How to Decide On a Financial Decision Maker for Your Estate Plan

This is often a difficult decision. Some people struggle because they’d like to name all of their children, but understand that may only complicate the process. Others have a child or person in mind who is very capable, but he or she lives far away from them. Other people don’t have any children or friends who are a good fit to make these decisions.

If you struggle with this decision, here are some helpful tips:

1. Choose one or two financial decisions makers. Naming more than two children or people in this role will be very cumbersome and can make the process much more difficult for your family. Decide which one or two of your children are the best fit and then name the others as back-ups.  That way, all of them will be incorporated into the documents and shouldn’t feel forgotten about. 

2. Choose the most capable child or person who lives close to you. An increasing number of financial institutions require a decision maker to appear at a branch to be able to start making decisions.

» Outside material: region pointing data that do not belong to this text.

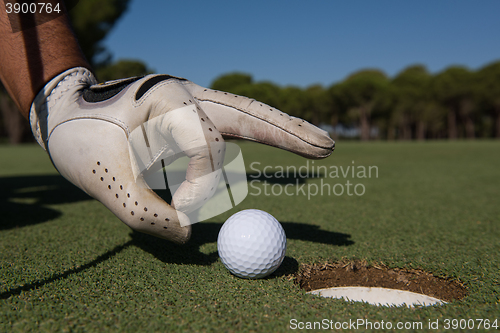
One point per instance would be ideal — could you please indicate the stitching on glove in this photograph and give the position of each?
(150, 83)
(100, 93)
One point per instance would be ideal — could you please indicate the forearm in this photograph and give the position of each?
(31, 57)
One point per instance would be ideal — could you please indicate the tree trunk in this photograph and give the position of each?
(452, 124)
(364, 122)
(466, 111)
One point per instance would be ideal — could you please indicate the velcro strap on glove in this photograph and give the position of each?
(49, 96)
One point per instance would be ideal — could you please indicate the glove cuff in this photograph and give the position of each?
(48, 97)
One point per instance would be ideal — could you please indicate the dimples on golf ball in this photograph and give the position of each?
(251, 244)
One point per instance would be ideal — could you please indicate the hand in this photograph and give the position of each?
(91, 133)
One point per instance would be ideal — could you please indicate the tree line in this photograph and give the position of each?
(413, 105)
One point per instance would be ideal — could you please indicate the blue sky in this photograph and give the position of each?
(299, 42)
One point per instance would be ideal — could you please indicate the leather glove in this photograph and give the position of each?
(89, 131)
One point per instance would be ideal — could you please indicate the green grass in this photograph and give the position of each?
(67, 264)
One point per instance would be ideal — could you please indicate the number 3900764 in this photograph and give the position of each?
(32, 8)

This can be very challenging if the child or person doesn’t live close by or there aren’t any branch locations nearby. Choosing a child or person who is close to you will avoid this issue.  On the other hand, if you have a child who is very capable and lives further away, consider naming him or her with another child who lives locally and gets along with the other.  They can work together as co-decision makers and the child who lives nearby can handle the local tasks.   

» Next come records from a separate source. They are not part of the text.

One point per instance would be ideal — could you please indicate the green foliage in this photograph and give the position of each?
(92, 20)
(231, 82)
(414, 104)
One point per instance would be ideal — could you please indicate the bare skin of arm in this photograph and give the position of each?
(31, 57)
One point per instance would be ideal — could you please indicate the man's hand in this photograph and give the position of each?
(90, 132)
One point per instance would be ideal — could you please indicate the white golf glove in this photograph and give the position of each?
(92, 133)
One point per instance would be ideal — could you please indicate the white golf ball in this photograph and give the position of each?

3. Choose a financial institution or trusted advisor if you don’t have family or friends who can serve in these roles. Some people don’t have someone close to them or aren’t comfortable naming their children in these roles. Choosing a trust company that’s affiliated with your bank or investment company can be an important option to consider.  You can also explore whether your CPA, an attorney, or other advisor can serve in this role.

This is a very important decision to make.  But, don’t let it prevent you from getting an estate plan in place. Failing to plan will only create more stress and cost for your loved ones.